I agree BlueJordan. I’ve had similar conversations with Dave. We ALL are lamenting the time that it has taken to get to topline data on this trial, but they’ve told us that in many ways they are doing pioneering work on this trial. As a clinician, I see the biggest issue as being how to adjust PFS eventing for psuedoprogression in this trial and get four different regulators to agree to their method(s). Building consensus is REALLY time consuming. I bet they’ve learned that all too well. Getting 66 neurosurgeons and PhDs to sign onto an interim paper in May 2018 also took more time than they anticipated.
I can wait a few more months on my investment for the binary event that is approaching. They seem to be preparing for success and commercialization. Based on what I’ve seen, that’s probably a smart bet. Demand for their personalized vaccine will be sky high with good data and approval.
I thought the Cognate deal consolidated shares?? You never mention that.
Didn’t you say that about ASCO last year? Scotty...when will you give up?
I don’t think we’re into data lock, but I believe we’re VERY close. Some queries and data formatting is probably all that’s left.
No. I am following company guidance. Data lock is quite near and I expect it will be communicated when it occurs.

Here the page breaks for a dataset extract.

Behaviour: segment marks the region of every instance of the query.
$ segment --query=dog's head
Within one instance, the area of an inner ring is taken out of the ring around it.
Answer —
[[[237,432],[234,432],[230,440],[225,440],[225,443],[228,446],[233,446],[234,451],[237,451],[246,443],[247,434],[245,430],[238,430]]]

I’ve been invested for over 2 years now. I lament the time it takes them to complete scientific analysis. It took them 8 months just to put out the simple interim data paper, but 66 doctors signed on. Building consensus at takes time. I’m hopeful the CRO will have all queries resolved by early next year and we’ll get a data lock announcement before or in January. It could come any day.
The bottom line is that anybody who has done any research into the actual data supports the stock. Mouthpieces like Adam Feuerstein have no respect for science. He ignored it on AMRN too and look what a fool he turned out to be on that one. He’s playing the odds of failure and history is on his side. There has been no change in SOC in GBM in 12 years, despite multiple trials. They almost always fail because GBM is a tough nut to crack. The science here is solid. I like it on AMPE’s product too. I’m invested in both currently.
I agree with Bigger when he says, let the reporters yap. 66 researchers will probably tell us a different story in 2020. What data will Feuerstein have to back up his story if Dr Liau publishes a paper stating the success of this trial? He won’t have anything except a bunch of tweets to eat. I hope the company sends him a cooked crow.
I think we all know where things stand. The SAP is complete. The CRO is finalizing queries and formatting to get to data lock. Once there, we apply the SAP to the data and get lots of analysis. This should take a few weeks. Topline will come first. Detailed analysis and a scientific paper breaking down all the data will come after topline.
I’ve lamented how long this has all taken, but I expect results and approval in 2020. Hard to say how many agencies will approve the vaccine. Good data should lead to approval in all four jurisdictions.
I agree. New endpoints aren’t needed. Well defined and reasonable ways to evaluate psuedoprogression are most important to this trial. Somebody who “progressed” at one month and is alive 4 years later with no indication of disease? Gotta throw that “progression event” out.
I’m down. My cost basis is .26
If the data is as good as we anticipate and supports approval, it could be quick. This is a disease with orphan status. It sure would be foolish not to be able to hit the ground running.